Hockney calls the technique he used to compose this self portrait, "photo-graphic drawings.” He photographed each element from all angles. The different points of view were then computer-manipulated and assembled into a single space, where the fourth dimension - time - is introduced: according to Hockney, the eye must observe each element separately, "unlike an ordinary photograph which you see all at once.”
The flower paintings were first published in a special edition of the German daily, Die Welt. In this painting, three neatly folded issues of that newspaper sit on the lower shelf of the table on the right. (Fig 8)
Figure 8. Die Welt, one of flower paintings by Hockney (Figure 5 above)

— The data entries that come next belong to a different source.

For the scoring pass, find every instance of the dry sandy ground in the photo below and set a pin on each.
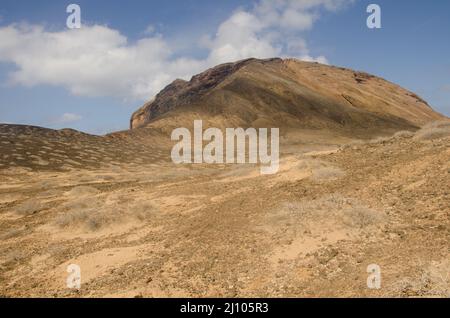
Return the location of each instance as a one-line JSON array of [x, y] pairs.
[[158, 230]]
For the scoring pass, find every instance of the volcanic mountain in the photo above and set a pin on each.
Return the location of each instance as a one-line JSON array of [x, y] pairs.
[[359, 183], [286, 93]]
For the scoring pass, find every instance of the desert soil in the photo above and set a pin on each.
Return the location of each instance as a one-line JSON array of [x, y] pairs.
[[149, 228]]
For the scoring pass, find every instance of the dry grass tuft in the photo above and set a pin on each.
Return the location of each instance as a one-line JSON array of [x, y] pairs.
[[327, 174], [28, 207], [98, 213], [435, 130]]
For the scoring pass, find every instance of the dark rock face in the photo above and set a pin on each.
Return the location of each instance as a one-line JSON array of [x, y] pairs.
[[287, 92], [183, 92]]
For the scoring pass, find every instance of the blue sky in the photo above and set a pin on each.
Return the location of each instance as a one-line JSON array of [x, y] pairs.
[[92, 79]]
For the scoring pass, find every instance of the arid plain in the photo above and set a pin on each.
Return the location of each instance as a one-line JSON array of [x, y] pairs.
[[364, 179]]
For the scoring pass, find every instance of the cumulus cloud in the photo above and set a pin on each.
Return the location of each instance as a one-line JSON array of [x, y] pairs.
[[68, 118], [99, 61]]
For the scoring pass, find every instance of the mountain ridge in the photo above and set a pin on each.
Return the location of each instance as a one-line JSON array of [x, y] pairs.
[[280, 92]]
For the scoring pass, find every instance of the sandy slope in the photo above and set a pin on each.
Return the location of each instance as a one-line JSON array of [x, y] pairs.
[[149, 228]]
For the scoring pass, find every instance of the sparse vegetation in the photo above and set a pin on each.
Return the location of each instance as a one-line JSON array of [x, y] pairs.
[[434, 130], [327, 173], [28, 207], [94, 214]]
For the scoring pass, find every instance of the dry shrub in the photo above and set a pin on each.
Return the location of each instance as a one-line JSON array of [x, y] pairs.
[[28, 207], [327, 173], [433, 280], [335, 209], [404, 134], [96, 213], [82, 191], [361, 217], [435, 130], [320, 170]]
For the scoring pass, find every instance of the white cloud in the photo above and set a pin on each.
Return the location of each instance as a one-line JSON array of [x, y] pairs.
[[99, 61], [66, 118]]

In another room, holding its own alongside two huge works filled with people looking at their reflections in a mirror in a space that isn’t real and who were not in the same room at the same time (Figs 9) (it’s complicated, trust me) hangs his most recent self-portrait, called “Play within a Play within a Play and Me with a Cigarette”. (Fig 10) Hockney has depicted himself nattily dressed in a tweed suit, sitting in his garden, with wild daffodils announcing the arrival of spring. On his lap is a painting he’s working on. Which is the painting we are looking at! Hockney doesn’t call his painting a picture within a picture but a play within a play - a reference to literature in general and maybe Shakespeare in particular, a master of the play within a play genre. On Hockney’s lapel is the button I mentioned in an earlier post, ‘Stop Bossiness Soon.’ The button wasn’t Hockney’s first foray into slogan making. His friend Henry Geldzahler, whose portrait by Hockney we saw last week, “claim(ed) that one of (Hockney’s) favorite phrases was “I know I’m right”. Hockney was so amused by Geldzahler’s comment that he had tee shirts printed with the slogan, “I know I’m Right! D Hockney”. (M Gayford, Guardian, 2024)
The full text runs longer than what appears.